前はもっと自分勝手でズケズケとモノを言うタイプだったのに……こんなに私に気を遣う人だった?
「どうしたの?」
「さっきからずっと言おうと思っていたのだが、俺はこの家で、彼と同棲を始めている」
「まぁ……そうだったのね。道理で……えっと、いつから?」
「この4月からだ」
そこでようやく合点がいったわ。同時にケーキ屋で会った時の、彼の寂し気な表情が脳裏を過った。彼からは言いだせないわよね。可哀想なことしちゃったのかも。
「もうっ、それを早く言ってよ。私は瑞樹クンの事、あの花の騒動以降ちゃんと認めているのよ。でも今日はどうして」
「午前中、玲子が来る前まではちゃんといたよ。一緒に誕生日会をするつもりだった。だが急に仕事が入ったと連絡があって」
「あっもしかして、あなたがケーキを買いに行かせた?」
「あぁそうだが」
「もう鈍感ね! あなたって人は……私は彼とケーキ屋で会ったのよ。気になったけれども、仕事があるからと言って去ってしまったわ」
宗吾さんはガクッと肩を落とし、参ったといった様子で頭を掻いていた。
「そうだったのか。

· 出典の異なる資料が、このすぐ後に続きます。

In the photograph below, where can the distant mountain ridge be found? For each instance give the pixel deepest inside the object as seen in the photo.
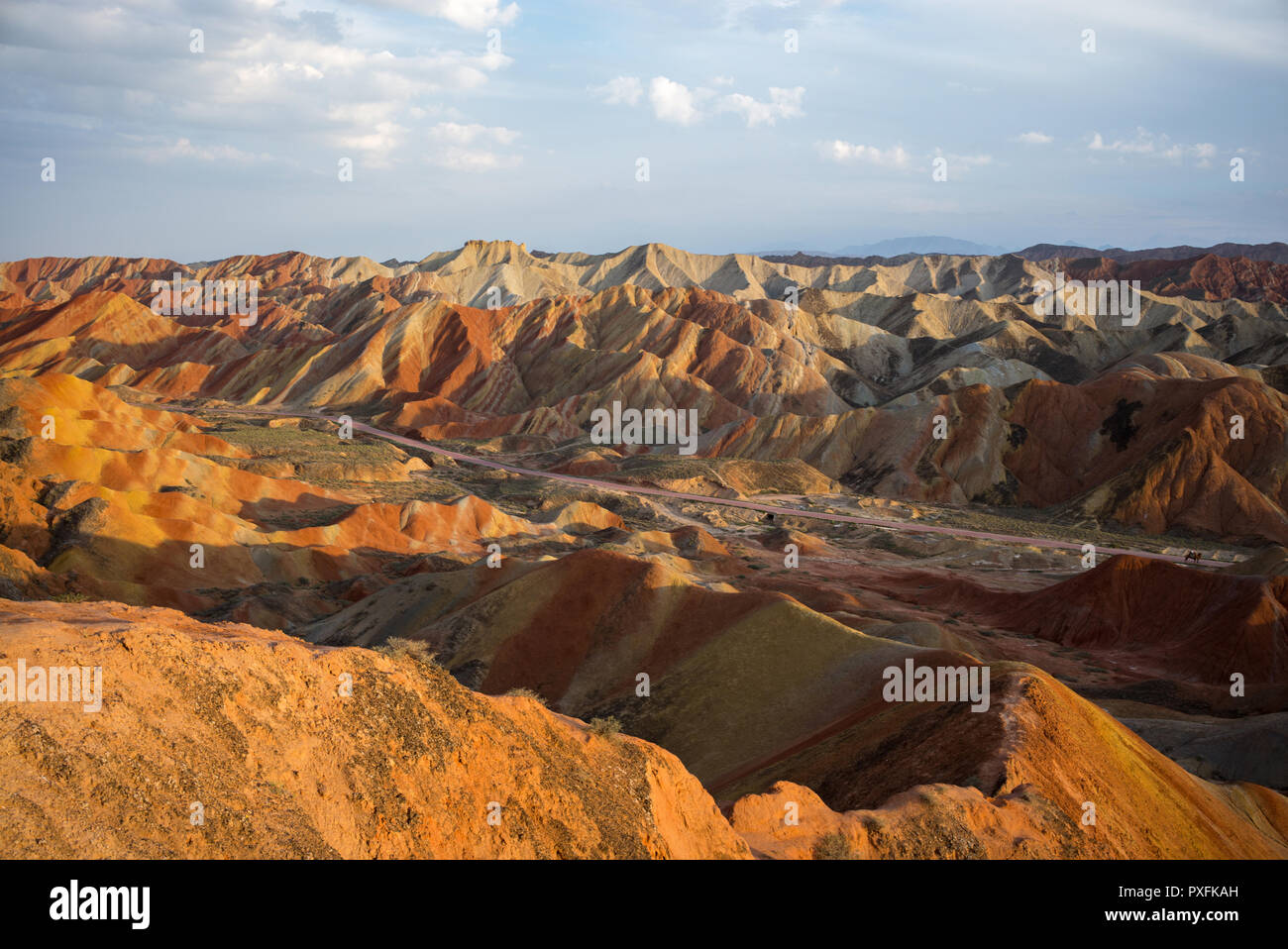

やっぱり……あー俺、またやっちまった。すぐに気づいてやれなかった」
「馬鹿ね。彼にとても寂しい思いをさせたのよ。まぁその、急に押しかけた私のせいではあるけど。とにかく芽生を見ているから早く迎えに行ってあげなさいよ。そして彼に伝えて……今日は息子との時間をありがとうって私が言ってたと」
「いいのか」
「それからちょっといい?」
芽生には聞こえないように細心の注意を払って、宗吾さんに事実を告白した。
「私が暮れにあの美容師の彼と再婚したのは、知っているわよね」
「あぁ……母から聞いていたよ」
「じゃあ、今、妊娠していることは?」
「えっ!」
「ふっ相変わらず鈍感ね。まぁまだ五カ月でほとんど目立たないけれども」
「そっ……そうだったのか」
宗吾さんは本当に知らなかったようで、変な汗をかいていた。
「芽生に言うのはまだ早いかな。また今度にしましょう。そういう訳で来年は私がどうなっているか分からないから、今日はゆっくり息子に会いたかったの」
私のお腹の中には赤ちゃんが宿っている。もう芽生だけの母親ではなくなってしまう。だから今年の誕生日はどうしても芽生と水入らずで過ごしたくなって、突然押しかけてしまったの。
「理由があったにせよ、急に来てごめんなさい。私……自分勝手だったわね。瑞樹クンとどうか上手くやってね。宗吾さんが幸せだと、私も安心できるのよ。もうっいつまでぼんやりしているの? 彼を早く迎えに行かないと」
「玲子……ありがとう。お前には感謝している。瑞樹のことを優しく受け入れてくれて」
「今日は芽生の面倒を見てあげるから、彼と泊まってきてもいいわよ。ふふっ私は芽生と過ごせればいいし」
「いや、それは。瑞樹とここに帰ってくるよ。でも、お前……いい女になったな」
今さら何を……と思ったれけれども、悪い気はしなかった。
「ありがとう。あなたとはこの先どんどん道が逸れていくけれども、芽生の母親ではあり続けたいの。それだけは許してね」
「当たり前だ。芽生をこの世に産んでくれた人だ。よかったら一度瑞樹ともちゃんと会ってくれ。あいつはすぐに遠慮してしまうから」
「彼の……そういう所好きよ。謙虚な気持ち……優しい気持ち。私が持っていなかったものを彼は持っている」
宗吾さんが出かける支度をしていると、芽生がトコトコやってきた。
「ママ、パパ、どこかにいくの?」
「今から、パパが瑞樹クンを迎えに行くのよ」
「えっママ……いいの」
「ん? 何言っているの? 彼は芽生の大事なお兄さんなんでしょう」
「うんうん……うん! そうだよ」
芽生の笑顔が、突然グシャッと崩れて、泣き顔に変わっていく。
「う、うっ……ひっく……」
芽生もどうしたらいいのか、迷っていたのね。
今更それに気づくなんて、私は駄目な母ね。
こんなに小さな子供を悩ますなんて……
「よかったぁ、ママとおにいちゃんなかよしで」
「そうよ。ケンカなんてしてないから安心してね。もっと仲良くなりたいと思っているのよ」
あっ……そうか、よく考えたら帰るのは私の方ね。
ここはもう、宗吾さんと彼と芽生の新しい家なのだから。
「ママはお兄ちゃんのお顔みたら帰るね。今日は芽生に会えてうれしかった」
「ママぁ……ボクもだよ、ママぁ……来てくれてありがとう」
芽生がギュッと私に抱きついてくれたのが、本当にうれしかった。